INTIMNEWS.COM, SAMPIT – Kepala Kantor Wilayah Direktorat Jenderal Pemasyarakatan (Ditjenpas) Kalimantan Tengah, I Putu Murdiana, mengukuhkan Tim Griya Abhipraya “Bajakah” Balai Pemasyarakatan (Bapas) Kelas II Sampit, Senin (25/8).
Acara ini dihadiri Wakil Ketua Komisi III DPRD Kabupaten Kotawaringin Timur, Kepala Kejaksaan Negeri Kotawaringin Timur, Kepala Dinas Sosial Kabupaten Kotawaringin Timur, Kepala Balai Latihan Kerja Kotawaringin Timur, camat, lurah, serta mitra kerja dari Kelompok Masyarakat Peduli Pemasyarakatan (Pokmas Lipas) dan organisasi masyarakat.
Dalam sambutannya, Murdiana menekankan bahwa Griya Abhipraya Bajakah harus berfungsi sebagai pusat layanan yang terbuka, profesional, dan kolaboratif.
“Tentunya pengukuhan Tim Griya Abhipraya Bajakah ini bukan sekedar seremonial, melainkan sebuah langkah strategis untuk memperkuat peran pemasyarakatan dalam mendampingi dan memberdayakan klien. Kami ingin memastikan bahwa setiap klien Pemasyarakatan memiliki kesempatan yang sama untuk memperbaiki diri, mandiri, dan kembali diterima di masyarakat,” tegasnya.
Ia juga mendorong keterlibatan aktif semua pihak dalam mendukung program pembinaan dan pemberdayaan klien.

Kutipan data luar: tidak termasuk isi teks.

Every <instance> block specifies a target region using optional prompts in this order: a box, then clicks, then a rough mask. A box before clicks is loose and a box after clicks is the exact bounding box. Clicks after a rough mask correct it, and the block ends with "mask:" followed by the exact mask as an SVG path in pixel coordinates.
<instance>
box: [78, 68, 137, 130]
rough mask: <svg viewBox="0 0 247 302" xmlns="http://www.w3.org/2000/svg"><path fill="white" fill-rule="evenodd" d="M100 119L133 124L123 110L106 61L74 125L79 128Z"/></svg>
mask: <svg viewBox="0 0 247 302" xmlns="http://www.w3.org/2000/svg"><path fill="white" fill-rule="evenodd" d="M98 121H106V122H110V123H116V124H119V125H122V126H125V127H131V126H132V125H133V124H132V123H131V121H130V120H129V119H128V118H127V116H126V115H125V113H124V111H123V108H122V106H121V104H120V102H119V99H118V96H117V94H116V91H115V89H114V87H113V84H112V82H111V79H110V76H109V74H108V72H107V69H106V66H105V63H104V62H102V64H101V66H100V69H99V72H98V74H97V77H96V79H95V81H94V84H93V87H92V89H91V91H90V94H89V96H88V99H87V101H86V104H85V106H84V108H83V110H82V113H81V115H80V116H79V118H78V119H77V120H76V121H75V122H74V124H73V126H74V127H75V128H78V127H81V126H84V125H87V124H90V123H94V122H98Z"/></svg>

“Kunci keberhasilan Pemasyarakatan ada pada sinergi. Tanpa dukungan pemerintah daerah, aparat penegak hukum, tokoh masyarakat, maupun kelompok peduli pemasyarakatan, proses reintegrasi sosial tidak akan berjalan optimal. Oleh karena itu, kami berharap Tim Griya Abhipraya Bajakah ini menjadi contoh nyata bagaimana kolaborasi dapat menghasilkan perubahan yang positif,” ujar Murdiana.
Pengukuhan tim yang terdiri dari petugas Bapas Sampit ini dirangkaikan dengan pemotongan pita ruang sekretariat Griya Abhipraya Bajakah, pembukaan kegiatan bimbingan kemandirian, serta penyematan tanda peserta secara simbolis.
Griya Abhipraya “Bajakah” sendiri disiapkan sebagai wadah pembinaan dan pemberdayaan klien pemasyarakatan, mulai dari pengembangan kemandirian, pelatihan kerja, hingga pembinaan mental dan sosial. Kehadiran tim ini diharapkan dapat mendukung proses reintegrasi sosial sehingga klien mampu kembali berkontribusi positif di tengah masyarakat.